Simon's core business is the operation of shopping malls and outlet centers. Its tenants tend to be the traditional retailers you see in such facilities; clothing shops, department stores, and the like. Simon's apocalypse-fighting mandate these days is to turn malls into added-attraction destinations for customers, rather than simply big boxes full of stores.
Another key difference between the two is that Realty Income is a triple net lease operator. This essentially means that the tenant, in addition to paying regular rent, is also responsible for most if not all maintenance, plus property taxes and insurance on the property. It's almost, but not quite, as if they own the facility.
Simon goes the more traditional landlord route, charging rent for its retail spaces. It's generally responsible for the other expenses.
Over the many years they've been on the scene, Realty Income and Simon have figured out how to keep making money from their respective business models. Here's a look at a few metrics from 2018 for both companies:
|(A)FFO per share*
Of payouts and pricing
Let's now take a look at dividends and valuation.
Being REITs, and therefore obligated to distribute most of their net profit as shareholder dividends, the two companies both dispense a payout.
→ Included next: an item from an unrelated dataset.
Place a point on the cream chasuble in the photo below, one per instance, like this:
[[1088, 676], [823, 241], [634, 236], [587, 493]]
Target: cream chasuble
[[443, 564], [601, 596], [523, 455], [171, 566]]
Simon does this on the traditional once-per-quarter schedule. Realty Income's trademarked self-descriptor is "The Monthly Dividend Company," so no prizes for guessing how frequently it makes disbursements.
At the moment, Simon's quarterly dispensation yields 4.7%. Realty Income's monthly dividend clocks in at 3.9%. The edge belongs to Simon, although I'd say the difference between the two yields isn't vast.
As for valuations, there's a wider gap. If we take the midpoint of company estimates, Simon's funds from operations (the most critical profitability metric for REITs) will come in at $12.35 for the current fiscal year.
Mashing the current stock price into this gives us a price/FFO per share of 14. That's well lower (i.e., cheaper) than the just over 20 of Realty Income. Also, Realty Income is just in front of a 11 million-share stock issue, so its number is going to rise a bit in the near future.
Choose your strategy
Which stock you prefer depends greatly on the business model you favor. Do you like Realty Income's steady, reliable, but perhaps not potentially high-growth approach? Or is Simon's build-it-and-they-will come adjustment the apocalypse-killing strategy that might reap big rewards?
Personally, I prefer the former, as it's a proven winner and will continue to keep Realty Income and its shareholders in clover. For me, this certainty justifies the richer valuation. Realty Income, then, is my pick in this contest.